Project and website
One of the first issues that appear when starting a text mining or
web scraping project relates to the issue of managing files and folder.
castarter
defaults to an opinionated folder structure that
should work for most projects. It also facilitates downloading files
(skipping previously downloaded files) and ensuring consistent and
unique matching between a downloaded html, its source url, and data
extracted from them. Finally, it facilitates archiving and backuping
downloaded files and scripts.
The folder structure is based on two levels:
- project
- website
A project may include one or more websites. It is an intermediate level added to keep files in order, as the number of processed websites increased.
Let’s clarify with an example. Let’s suppose I want to do some text
minining of websites related to the European Union. The name of the
project will be european_union
, and within that project I
may be gathering contents from different websites,
e.g. “european_commission”, “european_parliament”, “european_council”,
etc.
library("castarter")
cas_set_options(
base_folder = fs::path(fs::path_temp(), "castarter_data"),
project = "european_union",
website = "european_commission"
)
Assuming that my project on the European Union involves text mining the website of the European Council, the European Commission, and the European Parliament, the folder structure may look something like this:
#> /tmp/RtmpQOCKM8/castarter_data
#> └── european_union
#> ├── european_commission
#> ├── european_council
#> └── european_parliament
In brief, castarter_data
is the base folder where I can
store all of my text mining projects. european_union
is the
name of the project, while all others are the names of the specific
websites I will source. Folders will be created automatically as needed
when you start downloading files.
When text mining or scraping, it is common to gather quickly many
thousands of file, and keeping them in good order is fundamental,
particularly in the long term.
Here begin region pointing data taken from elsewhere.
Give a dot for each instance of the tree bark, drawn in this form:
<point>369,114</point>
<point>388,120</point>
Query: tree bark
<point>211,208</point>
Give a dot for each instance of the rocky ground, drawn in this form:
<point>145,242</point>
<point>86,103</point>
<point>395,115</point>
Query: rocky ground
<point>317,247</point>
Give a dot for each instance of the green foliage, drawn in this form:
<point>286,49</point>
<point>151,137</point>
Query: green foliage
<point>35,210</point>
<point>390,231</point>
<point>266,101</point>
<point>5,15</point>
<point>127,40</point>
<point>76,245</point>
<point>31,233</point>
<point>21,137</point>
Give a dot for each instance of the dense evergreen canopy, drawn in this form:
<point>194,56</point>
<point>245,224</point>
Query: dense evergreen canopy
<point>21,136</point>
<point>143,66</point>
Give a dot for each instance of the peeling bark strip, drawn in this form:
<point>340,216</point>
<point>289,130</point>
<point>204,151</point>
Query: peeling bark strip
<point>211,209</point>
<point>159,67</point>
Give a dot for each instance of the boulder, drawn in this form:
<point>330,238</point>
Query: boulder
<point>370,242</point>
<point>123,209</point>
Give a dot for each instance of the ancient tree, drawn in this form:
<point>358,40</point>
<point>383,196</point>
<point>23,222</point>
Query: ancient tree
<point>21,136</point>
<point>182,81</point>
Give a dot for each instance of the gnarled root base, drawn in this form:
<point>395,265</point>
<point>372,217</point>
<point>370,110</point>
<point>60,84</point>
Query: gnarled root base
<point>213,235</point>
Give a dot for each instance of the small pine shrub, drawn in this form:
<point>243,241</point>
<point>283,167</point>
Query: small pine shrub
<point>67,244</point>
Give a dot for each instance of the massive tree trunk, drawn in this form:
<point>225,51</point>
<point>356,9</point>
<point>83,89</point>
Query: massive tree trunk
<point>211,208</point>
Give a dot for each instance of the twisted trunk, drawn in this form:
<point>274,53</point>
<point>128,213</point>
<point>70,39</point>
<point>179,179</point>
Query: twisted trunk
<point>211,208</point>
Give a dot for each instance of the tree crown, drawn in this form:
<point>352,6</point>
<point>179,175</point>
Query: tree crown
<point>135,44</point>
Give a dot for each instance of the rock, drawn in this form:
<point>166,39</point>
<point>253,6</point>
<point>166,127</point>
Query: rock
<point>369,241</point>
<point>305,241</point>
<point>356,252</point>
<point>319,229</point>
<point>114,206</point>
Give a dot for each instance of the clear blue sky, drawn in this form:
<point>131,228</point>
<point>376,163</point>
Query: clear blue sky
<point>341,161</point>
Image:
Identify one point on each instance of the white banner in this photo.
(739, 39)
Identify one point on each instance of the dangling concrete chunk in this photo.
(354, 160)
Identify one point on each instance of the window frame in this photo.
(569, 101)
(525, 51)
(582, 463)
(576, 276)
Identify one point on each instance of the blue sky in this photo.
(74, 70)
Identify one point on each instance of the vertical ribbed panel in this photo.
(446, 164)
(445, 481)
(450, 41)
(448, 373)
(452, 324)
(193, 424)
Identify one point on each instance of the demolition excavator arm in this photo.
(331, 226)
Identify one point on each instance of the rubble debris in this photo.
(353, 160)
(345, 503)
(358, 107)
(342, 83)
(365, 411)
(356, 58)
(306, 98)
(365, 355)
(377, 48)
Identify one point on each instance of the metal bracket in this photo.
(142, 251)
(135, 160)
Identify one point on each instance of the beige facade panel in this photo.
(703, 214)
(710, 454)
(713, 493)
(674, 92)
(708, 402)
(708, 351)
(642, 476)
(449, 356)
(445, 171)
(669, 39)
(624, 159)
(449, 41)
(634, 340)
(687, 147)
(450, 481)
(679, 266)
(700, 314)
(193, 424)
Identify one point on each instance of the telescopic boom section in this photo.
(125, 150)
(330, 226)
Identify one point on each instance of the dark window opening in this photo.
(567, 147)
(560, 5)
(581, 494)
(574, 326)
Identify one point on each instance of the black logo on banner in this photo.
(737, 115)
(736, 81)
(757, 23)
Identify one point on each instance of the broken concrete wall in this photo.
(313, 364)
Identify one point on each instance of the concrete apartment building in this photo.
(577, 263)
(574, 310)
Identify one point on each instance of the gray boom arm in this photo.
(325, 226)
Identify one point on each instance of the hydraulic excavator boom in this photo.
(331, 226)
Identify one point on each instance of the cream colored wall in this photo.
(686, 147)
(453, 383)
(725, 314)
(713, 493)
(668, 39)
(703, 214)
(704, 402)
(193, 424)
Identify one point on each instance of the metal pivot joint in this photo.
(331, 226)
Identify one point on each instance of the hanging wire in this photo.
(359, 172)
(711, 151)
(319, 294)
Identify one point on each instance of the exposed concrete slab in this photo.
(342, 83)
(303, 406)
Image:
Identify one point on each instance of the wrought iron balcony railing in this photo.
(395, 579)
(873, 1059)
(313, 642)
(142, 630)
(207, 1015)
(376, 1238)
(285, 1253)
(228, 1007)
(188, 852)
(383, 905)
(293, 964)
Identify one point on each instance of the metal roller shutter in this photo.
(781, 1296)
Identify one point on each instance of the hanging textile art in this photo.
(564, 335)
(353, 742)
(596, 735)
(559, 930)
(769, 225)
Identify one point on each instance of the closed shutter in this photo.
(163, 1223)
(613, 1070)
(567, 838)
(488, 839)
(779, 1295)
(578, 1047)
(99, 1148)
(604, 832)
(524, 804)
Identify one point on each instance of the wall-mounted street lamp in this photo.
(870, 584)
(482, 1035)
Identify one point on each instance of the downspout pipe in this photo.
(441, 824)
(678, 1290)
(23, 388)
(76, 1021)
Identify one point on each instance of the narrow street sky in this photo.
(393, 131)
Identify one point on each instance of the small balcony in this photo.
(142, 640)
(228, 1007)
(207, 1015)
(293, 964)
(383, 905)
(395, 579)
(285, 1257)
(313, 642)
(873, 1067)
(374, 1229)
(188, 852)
Hence, a preliminary suggestion:
depending on how you usually work and keep your files backed-up it may
make sense to keep your scripts in a folder that is live-synced
(e.g. with services such as Dropbox, Nextcloud, or Google Drive). It
however rarely make sense to live-sync tens or hundreds of thousands of
files as you proceed with your scraping. You may want to keep this in
mind as you set the base_folder
with
cas_set_options()
.
castarter
stores details about the download process in a
database. By default, this is stored locally in RSQlite database kept in
the same folder as website files, but it can be stored in a different
folder, or alternative database backends such as MySQL can also be
used.
Index pages and content pages
castarter
starts with the idea that there are basically
two types of pages that are commonly found when text mining.
index pages. These are pages that usually include some form of list of the pages with actual contents we are interested in (or, possibly, a second layer of index pages). They can be immutable, but they are often expected to change. For example, the news archive of the official website of Russia’s president is reachable via url such as the following:
- http://en.kremlin.ru/events/president/news/page/1 (the latest posts published)
- http://en.kremlin.ru/events/president/news/page/2 (previous posts)
- http://en.kremlin.ru/events/president/news/page/3
- …
- http://en.kremlin.ru/events/president/news/page/1000 (posts published more than 15 years ago)
- …
This is a structure that is common to many websites. In such cases, if we intend to keep our text mining efforts up to date, we usually would want to download the first such pages again and again, as long as we find new links that are not in our previous dataset.
content pages. These are pages that include the actual content we are interested in. These have urls such as:
Some section of the page may change, but our default expectation is that the part of the page we are interested in does not change. Unless we have some specific reason to do otherwise, we usually need to download such pages only once.